La démonstration est intéressante , mais butte sur deux cailloux , l'un technique, l'autre politique.

Chacun sait que la part de l’électricité dans la consommation d’énergie finale représente actuellement entre 20 et 25% du total (55% en 2050 dans le scenario RTE, mais on est encore en 2021). Parler d’indépendance énergétique me parait au mieux une distorsion de langage, au pire un mensonge, on devrait parler "d’indépendance électrique", d'autant que la part du nucléaire dans la production électrique doit descendre dans les années à venir sous les 50% : première observation.
Deuxième observation, le rapport de RTE a souligné l'importance, quelque soit le scénario envisagé, d'un « développement significatif des énergies renouvelables » et a ajouté que les réseaux devaient être redimensionnés et adaptés à une production désormais moins centralisée. Ce qui veut dire aussi interconnexion avec les autres réseaux européens d'autant plus nécessaire que l'on fait appel à des énergies plus ou moins intermittentes (quand il n'y a pas de vent au Danemark, il y a peut-être du soleil en Espagne ou en Italie). Depuis longtemps, les lignes électriques traversent les frontières ( contrairement aux nuages radioactifs...), nous vendons ou nous achetons de l'électricité à nos voisins européens. Vouloir "en même temps" l’indépendance énergétique (électrique) du pays et la construction européenne me semble quelque peu contradictoire et raisonner "hexagonal" parait un peu dépassé.

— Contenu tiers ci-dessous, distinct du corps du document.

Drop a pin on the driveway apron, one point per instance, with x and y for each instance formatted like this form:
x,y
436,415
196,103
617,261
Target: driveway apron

Prenons justement un peu de hauteur par rapport à l'hexagone. Qui, en dehors de la Chine et de la Russie, a des projets de centrales nucléaires dans le monde : l'Inde, le Pakistan, la Turquie , l’Arabie saoudite, l'Iran, j'en oublie. Admettons que l'Inde remplace avantageusement le charbon par le nucléaire. Mais pourquoi des pays (à régime plus qu'autoritaire) situés dans des zones "inondées" de soleil se lancent dans ces projets ? Un élément de réponse : sûrement pas pour y instaurer la démocratie (n'oublions pas au passage la dissémination des produits fissiles) . L'une des questions politiques soulevées par le nucléaire, qu'il soit civil ou militaire (qu'on ne me dise pas que cela n'a rien à voir, le conflit latent entre l'AIEA et l'Iran est là pour prouver le contraire) est son association avec la notion de puissance de l’État qui en a la "maitrise". Qui a du nucléaire dans son arrière boutique peut prétendre occuper un siège à la table des discussions internationales.

On est loin de notre campagne électorale pour 2022 et "en même temps" en plein dedans : pourquoi ce choix du pouvoir, si ce n'est pour des raisons électoralistes à court terme et politico-diplomatiques à moyen terme. La soi-disant indépendance énergétique n'est qu'un argument du passé assez pauvre destiné à attirer des voix "nationales". Le rayonnement de la France a-t-il besoin de cette fuite en avant (non nécessaire techniquement, le rapport de RTE le montre) et "en même temps" retour en arrière, j'ai quelques doutes.

L’avenir à long terme dans tout cela ? La question est hors sujet.
.

Goldorak

Attention, là vous prenez l’énergie finale, pas initiale. et celle ci est trop diverses pour en sortir ce genre de conclusion
Si on électrifiait la majorité de ce que l'on consomme, nous n'aurions pas besoin de 4 fois plus d’électricité. (par exemple pour une voiture le rendement des thermique est dans la pratique autour de 15%, pour l’électricité c'est plutôt de l'ordre de 75%).